Honger naar verandering
Interview door Donya Alinejad
De broden waarmee demonstranten van Tunis tot Caïro zwaaien getuigen van de gevolgen van onrecht en ongelijkheid die samenhangen met de voedselcrisis. Vandana Shiva erkent de kracht van de protesten en vindt dat degenen in de regio die de democratisering tegengaan, dezelfde heersers die de voedselongelijkheid in stand houden, uit hun macht moeten worden ontzet. ‘Grote bedrijven zijn de Mubaraks van het voedselsysteem’, verklaart ze, ‘en nu gewone burgers hebben laten zien dat ze in staat zijn om dictators fysiek omver te werpen, is het belangrijk dat ze zich organiseren om de dictators in het bedrijfsleven omver te werpen.’
Het principe van ‘voedselsoevereiniteit’ – het recht van mensen om controle uit te oefenen over hun eigen voedsel en landbouwsystemen – verenigt wereldwijd een grote basisbeweging van lokale bevolkingsgroepen, armen, boeren en milieuactivisten.

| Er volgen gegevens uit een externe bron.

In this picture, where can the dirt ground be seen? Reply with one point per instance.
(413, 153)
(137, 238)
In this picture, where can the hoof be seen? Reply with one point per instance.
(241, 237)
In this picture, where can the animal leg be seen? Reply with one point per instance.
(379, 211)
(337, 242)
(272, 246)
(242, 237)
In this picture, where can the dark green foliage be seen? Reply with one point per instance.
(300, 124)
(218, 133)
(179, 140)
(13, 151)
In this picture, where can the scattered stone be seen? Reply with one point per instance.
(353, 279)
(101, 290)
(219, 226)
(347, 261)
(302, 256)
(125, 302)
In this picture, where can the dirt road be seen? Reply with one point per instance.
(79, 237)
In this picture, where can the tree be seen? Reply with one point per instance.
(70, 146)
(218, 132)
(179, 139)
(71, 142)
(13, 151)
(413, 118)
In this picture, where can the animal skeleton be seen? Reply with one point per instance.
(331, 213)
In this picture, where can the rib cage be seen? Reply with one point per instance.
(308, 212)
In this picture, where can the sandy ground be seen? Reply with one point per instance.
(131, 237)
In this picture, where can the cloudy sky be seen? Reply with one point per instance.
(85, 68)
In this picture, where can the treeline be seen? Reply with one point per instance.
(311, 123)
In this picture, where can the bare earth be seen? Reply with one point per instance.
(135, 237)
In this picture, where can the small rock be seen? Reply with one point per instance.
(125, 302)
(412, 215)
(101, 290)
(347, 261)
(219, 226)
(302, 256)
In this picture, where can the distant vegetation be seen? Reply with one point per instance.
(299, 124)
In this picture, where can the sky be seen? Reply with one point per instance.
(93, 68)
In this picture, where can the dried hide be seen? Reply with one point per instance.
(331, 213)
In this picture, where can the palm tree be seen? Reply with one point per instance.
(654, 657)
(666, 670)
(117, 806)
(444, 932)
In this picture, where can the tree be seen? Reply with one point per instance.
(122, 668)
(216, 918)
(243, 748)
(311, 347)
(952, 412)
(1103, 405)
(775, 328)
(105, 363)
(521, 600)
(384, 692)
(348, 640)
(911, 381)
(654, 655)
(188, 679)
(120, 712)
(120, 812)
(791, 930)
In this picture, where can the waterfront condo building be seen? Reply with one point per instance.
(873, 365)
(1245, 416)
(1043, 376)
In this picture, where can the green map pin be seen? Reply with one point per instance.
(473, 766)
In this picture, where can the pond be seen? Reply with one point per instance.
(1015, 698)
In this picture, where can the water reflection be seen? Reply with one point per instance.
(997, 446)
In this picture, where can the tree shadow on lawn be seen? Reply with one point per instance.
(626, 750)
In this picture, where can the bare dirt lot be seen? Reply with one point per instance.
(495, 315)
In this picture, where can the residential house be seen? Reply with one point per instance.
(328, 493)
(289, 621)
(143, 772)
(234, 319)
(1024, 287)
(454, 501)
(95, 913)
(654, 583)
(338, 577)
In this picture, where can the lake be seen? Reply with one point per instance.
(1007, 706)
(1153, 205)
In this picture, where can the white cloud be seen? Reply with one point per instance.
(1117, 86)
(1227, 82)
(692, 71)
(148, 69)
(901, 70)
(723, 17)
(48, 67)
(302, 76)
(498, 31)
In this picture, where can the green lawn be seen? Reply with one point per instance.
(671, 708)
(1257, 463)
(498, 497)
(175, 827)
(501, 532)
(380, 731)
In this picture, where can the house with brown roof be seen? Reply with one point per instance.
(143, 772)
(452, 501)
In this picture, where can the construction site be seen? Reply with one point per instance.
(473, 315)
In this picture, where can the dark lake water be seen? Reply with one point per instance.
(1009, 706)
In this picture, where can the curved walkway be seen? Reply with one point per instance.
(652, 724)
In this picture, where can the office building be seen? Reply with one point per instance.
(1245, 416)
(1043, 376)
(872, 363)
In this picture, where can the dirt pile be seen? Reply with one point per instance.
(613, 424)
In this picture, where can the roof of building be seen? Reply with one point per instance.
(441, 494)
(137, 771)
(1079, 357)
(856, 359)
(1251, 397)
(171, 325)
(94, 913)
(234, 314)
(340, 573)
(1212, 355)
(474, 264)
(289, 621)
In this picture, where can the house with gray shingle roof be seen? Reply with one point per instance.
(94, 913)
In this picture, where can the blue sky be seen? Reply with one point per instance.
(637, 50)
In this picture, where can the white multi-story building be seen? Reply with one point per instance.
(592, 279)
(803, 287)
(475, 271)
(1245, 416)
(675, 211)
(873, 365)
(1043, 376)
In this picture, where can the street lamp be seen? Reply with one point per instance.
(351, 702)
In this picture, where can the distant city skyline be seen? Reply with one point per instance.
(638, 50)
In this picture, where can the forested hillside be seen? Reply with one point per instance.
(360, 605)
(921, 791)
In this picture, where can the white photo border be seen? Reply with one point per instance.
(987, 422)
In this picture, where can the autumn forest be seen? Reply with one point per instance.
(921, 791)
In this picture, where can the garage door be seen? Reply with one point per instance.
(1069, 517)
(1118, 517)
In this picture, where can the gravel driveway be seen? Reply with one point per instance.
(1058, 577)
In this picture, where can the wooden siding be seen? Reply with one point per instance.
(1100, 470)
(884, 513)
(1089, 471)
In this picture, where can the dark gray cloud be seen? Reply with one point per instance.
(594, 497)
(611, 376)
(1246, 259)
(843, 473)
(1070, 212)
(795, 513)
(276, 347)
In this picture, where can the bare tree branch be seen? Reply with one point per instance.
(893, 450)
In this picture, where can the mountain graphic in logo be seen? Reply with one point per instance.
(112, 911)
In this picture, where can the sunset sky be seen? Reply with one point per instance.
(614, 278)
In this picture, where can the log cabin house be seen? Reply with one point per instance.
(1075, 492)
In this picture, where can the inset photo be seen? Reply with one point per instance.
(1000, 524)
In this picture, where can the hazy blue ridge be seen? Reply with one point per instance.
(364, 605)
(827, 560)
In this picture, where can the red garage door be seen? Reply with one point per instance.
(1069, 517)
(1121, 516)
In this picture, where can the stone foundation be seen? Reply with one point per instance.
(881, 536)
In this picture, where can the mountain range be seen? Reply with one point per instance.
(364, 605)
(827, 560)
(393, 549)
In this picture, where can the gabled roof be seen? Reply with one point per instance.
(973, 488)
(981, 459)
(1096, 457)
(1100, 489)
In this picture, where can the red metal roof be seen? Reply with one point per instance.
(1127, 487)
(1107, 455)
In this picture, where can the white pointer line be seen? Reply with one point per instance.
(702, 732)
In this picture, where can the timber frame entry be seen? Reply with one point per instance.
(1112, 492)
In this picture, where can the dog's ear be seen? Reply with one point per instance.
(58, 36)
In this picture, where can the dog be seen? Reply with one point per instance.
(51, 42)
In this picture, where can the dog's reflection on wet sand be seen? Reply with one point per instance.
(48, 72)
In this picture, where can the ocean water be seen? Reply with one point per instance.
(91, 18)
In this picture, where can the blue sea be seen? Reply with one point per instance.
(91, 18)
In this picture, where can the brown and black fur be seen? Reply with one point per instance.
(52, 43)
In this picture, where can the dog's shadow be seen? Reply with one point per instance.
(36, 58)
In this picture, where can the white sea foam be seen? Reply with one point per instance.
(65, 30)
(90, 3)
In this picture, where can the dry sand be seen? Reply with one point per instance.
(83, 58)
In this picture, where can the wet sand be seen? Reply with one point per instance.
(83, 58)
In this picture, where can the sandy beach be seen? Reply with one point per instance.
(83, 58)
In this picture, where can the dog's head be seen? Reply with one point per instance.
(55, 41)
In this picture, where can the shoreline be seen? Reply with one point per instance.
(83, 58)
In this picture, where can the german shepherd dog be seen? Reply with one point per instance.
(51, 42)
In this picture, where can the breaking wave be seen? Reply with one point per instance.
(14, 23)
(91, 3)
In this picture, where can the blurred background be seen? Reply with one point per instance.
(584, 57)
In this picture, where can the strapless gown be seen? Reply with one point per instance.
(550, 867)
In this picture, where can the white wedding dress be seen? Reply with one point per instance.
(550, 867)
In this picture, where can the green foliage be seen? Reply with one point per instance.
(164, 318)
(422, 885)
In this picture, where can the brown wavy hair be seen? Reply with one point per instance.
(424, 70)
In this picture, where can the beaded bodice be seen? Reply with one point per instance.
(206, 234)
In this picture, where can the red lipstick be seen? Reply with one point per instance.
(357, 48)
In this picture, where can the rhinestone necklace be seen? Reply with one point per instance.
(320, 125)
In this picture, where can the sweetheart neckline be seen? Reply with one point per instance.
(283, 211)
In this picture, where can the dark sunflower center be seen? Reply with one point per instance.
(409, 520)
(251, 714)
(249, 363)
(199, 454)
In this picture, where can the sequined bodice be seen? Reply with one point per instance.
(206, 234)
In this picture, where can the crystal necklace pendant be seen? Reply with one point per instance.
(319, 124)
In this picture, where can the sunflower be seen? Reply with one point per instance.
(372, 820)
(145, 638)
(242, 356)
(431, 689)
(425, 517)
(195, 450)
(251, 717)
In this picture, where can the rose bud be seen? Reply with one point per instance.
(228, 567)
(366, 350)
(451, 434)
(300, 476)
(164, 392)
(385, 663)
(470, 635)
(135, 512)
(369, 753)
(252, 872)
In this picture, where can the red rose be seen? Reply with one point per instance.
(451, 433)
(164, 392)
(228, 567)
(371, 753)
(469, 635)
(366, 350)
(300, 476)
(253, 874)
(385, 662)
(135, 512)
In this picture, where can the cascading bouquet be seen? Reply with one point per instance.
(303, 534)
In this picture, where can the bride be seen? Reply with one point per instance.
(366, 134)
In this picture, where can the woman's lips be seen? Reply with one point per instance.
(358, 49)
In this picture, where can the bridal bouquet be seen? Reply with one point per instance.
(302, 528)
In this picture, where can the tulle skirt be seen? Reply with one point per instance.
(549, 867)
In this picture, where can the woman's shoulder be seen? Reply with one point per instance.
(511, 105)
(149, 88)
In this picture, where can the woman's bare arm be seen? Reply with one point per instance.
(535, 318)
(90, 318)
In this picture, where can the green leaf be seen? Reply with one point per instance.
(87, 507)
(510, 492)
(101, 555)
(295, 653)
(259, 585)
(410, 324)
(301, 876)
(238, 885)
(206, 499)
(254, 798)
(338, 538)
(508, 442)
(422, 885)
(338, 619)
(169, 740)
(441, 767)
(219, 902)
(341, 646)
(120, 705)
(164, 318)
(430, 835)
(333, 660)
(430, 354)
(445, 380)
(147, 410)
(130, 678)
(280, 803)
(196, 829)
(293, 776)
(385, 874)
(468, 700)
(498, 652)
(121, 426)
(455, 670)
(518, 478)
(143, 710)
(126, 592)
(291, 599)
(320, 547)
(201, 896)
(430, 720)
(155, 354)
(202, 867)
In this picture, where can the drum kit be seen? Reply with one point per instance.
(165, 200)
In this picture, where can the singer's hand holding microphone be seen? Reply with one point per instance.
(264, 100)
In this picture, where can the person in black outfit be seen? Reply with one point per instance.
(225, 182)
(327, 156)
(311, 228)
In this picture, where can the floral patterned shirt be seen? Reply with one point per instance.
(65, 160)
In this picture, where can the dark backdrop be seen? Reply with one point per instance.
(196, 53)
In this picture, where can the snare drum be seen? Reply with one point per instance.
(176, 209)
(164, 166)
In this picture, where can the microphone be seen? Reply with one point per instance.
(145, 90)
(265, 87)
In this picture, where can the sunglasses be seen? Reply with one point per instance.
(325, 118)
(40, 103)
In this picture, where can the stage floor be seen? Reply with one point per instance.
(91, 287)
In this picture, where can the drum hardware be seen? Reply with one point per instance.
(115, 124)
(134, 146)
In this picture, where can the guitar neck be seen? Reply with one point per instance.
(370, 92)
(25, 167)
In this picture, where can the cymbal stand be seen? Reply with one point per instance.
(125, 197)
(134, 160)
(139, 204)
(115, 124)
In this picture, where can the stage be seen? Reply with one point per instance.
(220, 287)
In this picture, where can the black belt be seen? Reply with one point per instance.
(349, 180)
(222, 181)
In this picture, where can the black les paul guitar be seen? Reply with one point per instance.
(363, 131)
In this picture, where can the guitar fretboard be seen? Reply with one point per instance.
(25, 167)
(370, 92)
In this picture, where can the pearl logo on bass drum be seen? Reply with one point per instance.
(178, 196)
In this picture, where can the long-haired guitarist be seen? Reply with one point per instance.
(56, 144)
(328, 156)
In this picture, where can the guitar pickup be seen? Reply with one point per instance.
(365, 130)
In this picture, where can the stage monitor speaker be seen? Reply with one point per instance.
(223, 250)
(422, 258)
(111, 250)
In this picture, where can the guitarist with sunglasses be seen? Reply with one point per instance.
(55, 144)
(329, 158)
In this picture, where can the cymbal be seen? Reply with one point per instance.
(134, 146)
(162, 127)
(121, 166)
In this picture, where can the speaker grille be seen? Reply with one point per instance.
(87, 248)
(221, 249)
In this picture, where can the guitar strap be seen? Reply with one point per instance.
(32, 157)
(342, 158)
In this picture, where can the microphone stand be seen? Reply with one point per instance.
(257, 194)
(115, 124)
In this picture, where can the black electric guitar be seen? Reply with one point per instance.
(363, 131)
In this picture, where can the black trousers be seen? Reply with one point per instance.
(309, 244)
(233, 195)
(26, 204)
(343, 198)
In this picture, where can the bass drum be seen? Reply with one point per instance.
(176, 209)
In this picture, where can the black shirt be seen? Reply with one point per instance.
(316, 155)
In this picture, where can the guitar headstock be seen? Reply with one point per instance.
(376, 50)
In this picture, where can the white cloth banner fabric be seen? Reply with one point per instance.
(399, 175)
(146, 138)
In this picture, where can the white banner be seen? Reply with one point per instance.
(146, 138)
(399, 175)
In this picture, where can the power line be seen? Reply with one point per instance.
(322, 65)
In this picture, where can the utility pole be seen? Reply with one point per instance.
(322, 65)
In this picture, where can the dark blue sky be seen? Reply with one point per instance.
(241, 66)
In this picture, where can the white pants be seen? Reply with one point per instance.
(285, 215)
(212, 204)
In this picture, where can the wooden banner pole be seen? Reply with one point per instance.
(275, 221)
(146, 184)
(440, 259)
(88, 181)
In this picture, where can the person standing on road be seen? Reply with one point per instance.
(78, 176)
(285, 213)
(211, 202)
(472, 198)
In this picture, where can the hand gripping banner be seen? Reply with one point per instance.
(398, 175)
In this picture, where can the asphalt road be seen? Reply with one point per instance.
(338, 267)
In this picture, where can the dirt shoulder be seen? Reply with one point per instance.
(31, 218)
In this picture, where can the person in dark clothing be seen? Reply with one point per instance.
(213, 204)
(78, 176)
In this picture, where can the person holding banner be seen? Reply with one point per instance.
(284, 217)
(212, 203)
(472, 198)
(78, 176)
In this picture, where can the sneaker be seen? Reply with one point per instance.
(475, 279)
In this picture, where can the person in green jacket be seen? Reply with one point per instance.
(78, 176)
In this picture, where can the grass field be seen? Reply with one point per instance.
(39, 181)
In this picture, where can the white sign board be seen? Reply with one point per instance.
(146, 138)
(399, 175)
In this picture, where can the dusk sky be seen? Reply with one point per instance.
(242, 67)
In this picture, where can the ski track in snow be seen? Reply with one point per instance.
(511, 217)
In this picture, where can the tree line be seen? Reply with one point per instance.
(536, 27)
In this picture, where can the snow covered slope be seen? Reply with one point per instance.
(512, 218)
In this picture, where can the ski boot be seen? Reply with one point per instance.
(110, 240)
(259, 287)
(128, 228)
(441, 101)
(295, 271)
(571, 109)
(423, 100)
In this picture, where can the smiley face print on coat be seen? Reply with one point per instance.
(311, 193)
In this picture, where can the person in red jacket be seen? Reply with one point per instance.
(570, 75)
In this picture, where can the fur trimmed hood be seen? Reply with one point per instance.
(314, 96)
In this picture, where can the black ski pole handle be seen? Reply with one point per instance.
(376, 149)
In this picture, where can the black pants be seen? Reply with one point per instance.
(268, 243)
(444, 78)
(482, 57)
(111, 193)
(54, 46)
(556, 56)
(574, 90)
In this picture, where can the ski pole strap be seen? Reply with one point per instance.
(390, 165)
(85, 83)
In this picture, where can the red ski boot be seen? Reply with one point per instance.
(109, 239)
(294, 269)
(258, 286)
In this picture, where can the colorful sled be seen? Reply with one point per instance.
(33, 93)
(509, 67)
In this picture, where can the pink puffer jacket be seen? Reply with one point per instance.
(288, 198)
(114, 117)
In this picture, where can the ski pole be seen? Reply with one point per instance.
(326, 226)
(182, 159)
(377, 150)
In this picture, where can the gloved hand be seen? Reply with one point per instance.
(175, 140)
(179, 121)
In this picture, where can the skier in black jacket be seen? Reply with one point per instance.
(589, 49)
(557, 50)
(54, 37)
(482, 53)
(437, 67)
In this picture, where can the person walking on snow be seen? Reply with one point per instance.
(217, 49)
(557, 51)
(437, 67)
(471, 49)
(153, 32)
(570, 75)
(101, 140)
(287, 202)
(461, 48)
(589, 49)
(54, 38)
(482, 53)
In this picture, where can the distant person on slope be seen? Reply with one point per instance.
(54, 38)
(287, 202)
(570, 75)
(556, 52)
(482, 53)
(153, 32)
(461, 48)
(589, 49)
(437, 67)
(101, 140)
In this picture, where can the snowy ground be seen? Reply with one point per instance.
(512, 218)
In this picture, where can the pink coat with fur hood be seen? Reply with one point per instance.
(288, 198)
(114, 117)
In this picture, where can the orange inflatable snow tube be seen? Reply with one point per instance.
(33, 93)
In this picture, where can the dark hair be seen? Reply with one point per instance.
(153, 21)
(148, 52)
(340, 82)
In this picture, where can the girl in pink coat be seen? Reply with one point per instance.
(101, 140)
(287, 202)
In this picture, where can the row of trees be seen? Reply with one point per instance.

Volgens Shiva vormen landen als Egypte een goed voorbeeld van hoe een onrechtvaardig systeem de voedselsoevereiniteit vernietigt.
‘Egypte produceerde genoeg graan voor zichzelf, maar vervolgens maakten structurele aanpassingsprogramma’s het land tot een graanimporteur. Je bent afhankelijk van graan, maar graan is ook een handelswaar waarmee gespeculeerd wordt. Natuurlijk zullen de prijzen dan stijgen.’ Shiva onderstreept de waanzin van het huidige systeem: ‘Zeventig procent van de maïs in de VS is voor veevoer. Dertig procent is voor de productie van ethanol. Men verbouwt er meer graan, maar niet voor menselijke consumptie. Ze stelen het water en het land van de mensen, ze stelen letterlijk omdat ze de prijzen laten stijgen, van graan maar ook van voedsel in het algemeen. Sinds 2008 zijn de prijzen verdubbeld.’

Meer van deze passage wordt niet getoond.